“We are sons of the Dream Team, trying to emulate them,” — a quote used from Pep Guardiola in 2009 to describe the Barcelona team he took over from Frank Rijkaard a year before. The quote was directed towards the ‘dream team’ Johan Cruyff had created in his stint of the club. Guardiola was primarily used as a defensive midfielder; beginning his career for Barcelona ‘B,’ he clocked 59 appearances for the team until Cryuff added the final piece to his brilliant jigsaw and stepped back and viewed what he had created, the dream team.
Guardiola appeared for Barcelona 366 times in the eleven years he had played for the famous club, collecting 6 la Liga trophies, 2 Copa Del Reys and one European cup, giving Barcelona’s first of four victories in the famous competition. Never contributing much to the attacking side of Barcelona, he became a pivot for the midfield and proved his worth for the club becoming the captain of Cruyffs team. He then left Barcelona in 2001 and retired in 2006 while playing for Mexican side Dorados.

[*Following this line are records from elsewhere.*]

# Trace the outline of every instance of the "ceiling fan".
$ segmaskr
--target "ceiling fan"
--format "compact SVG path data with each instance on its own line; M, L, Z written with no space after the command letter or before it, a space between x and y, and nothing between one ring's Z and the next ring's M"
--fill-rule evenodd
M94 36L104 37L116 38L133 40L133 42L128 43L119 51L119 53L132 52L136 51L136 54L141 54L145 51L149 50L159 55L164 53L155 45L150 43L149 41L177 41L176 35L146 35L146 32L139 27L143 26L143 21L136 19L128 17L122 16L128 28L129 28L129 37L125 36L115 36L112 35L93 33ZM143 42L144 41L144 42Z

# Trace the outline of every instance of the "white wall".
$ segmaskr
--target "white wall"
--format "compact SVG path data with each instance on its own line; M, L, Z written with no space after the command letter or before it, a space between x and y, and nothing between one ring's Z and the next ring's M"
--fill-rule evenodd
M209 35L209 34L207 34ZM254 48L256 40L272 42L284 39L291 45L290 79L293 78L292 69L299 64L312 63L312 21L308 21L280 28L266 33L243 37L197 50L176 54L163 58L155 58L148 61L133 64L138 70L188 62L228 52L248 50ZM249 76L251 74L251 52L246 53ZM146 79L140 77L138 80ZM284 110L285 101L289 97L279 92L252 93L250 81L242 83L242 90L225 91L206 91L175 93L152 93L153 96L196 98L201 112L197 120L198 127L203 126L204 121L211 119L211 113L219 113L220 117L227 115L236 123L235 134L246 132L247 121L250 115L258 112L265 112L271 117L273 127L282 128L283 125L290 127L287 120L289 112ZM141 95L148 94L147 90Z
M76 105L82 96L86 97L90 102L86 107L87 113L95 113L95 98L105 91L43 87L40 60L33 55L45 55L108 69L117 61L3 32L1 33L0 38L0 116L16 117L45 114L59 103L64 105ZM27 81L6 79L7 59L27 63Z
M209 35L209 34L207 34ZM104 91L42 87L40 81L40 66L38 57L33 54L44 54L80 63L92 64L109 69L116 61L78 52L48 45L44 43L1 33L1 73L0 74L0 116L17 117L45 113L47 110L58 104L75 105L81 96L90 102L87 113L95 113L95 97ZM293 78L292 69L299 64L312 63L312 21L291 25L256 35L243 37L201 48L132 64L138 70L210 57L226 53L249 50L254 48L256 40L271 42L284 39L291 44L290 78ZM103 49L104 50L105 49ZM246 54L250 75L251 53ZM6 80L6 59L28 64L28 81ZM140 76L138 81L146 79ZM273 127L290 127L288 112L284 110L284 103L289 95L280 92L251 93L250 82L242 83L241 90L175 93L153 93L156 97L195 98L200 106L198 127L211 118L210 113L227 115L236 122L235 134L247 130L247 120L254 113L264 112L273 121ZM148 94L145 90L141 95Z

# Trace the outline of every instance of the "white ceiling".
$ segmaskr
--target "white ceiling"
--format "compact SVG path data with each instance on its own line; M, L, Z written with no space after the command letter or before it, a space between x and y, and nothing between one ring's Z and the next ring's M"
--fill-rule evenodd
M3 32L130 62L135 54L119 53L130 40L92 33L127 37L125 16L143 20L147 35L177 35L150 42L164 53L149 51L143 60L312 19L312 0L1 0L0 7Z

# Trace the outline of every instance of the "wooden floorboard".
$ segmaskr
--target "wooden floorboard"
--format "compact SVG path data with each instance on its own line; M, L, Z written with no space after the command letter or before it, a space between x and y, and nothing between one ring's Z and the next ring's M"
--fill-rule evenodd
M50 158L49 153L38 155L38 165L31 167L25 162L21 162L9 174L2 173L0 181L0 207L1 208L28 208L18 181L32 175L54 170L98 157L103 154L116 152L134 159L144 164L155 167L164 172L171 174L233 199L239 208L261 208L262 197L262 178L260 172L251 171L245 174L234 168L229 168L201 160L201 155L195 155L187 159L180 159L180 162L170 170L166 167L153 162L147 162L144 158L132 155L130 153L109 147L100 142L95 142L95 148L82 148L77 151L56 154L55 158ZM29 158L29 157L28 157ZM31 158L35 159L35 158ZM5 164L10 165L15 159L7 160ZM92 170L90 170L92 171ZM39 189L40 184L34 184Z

The retirement didn’t last long however, as in 2007 he was appointed Barcelona ‘B’ manager and guided them to promotion from Tercera División, the fourth level of Spanish football to Segunda División B in his first season in charge. The following season, he was then promoted to Barcelona FC, a decision which at first wasn’t looked upon greatly. Barcelona at the time were viewed as a team that needed to be reconstructed, a team that had too many celebrities and not enough footballers. The Catalan newspaper El Mundo Deportivo reported that Jose Mourinho was to become the next Barcelona manager quoting that the now Chelsea manager “explained the main lines of his football project. He even handed Barcelona vice president Marc Ingla and sports director Txiki Begiristain a DVD that contained a more complete analysis and his view on the team and the players.”
But that wasn’t to be, and Guardiola was chosen as the successor to Rijkaard and given the task of turning Barcelona from headlining the gossip pages to headlining the sports pages. Guardiola had imposed new rules on the team such as creating a dining room for the players so they could all eat together, and whenever they were training, the public and press could not follow, making the training sessions private to only the players. Fines were introduced to the club; being late to training resulted in a €6,000 fine and missing a team breakfast would result in a €500 punishment. Guardiola wanted a togetherness of the players but also a professional attitude.
His first season in charge saw the team win the treble and subsequently become the first ever Spanish side to do so. He then followed that with a record of 14 trophies in four seasons and has made him the most successful coach in Barcelona’s history.
After the 2011/12 season, Guardiola needed a deserved break from football, having put the amount of effort he did in Barcelona he left, leaving Vito Vilanova in charge of the team he had changed into world’s most talked about to the world’s greatest.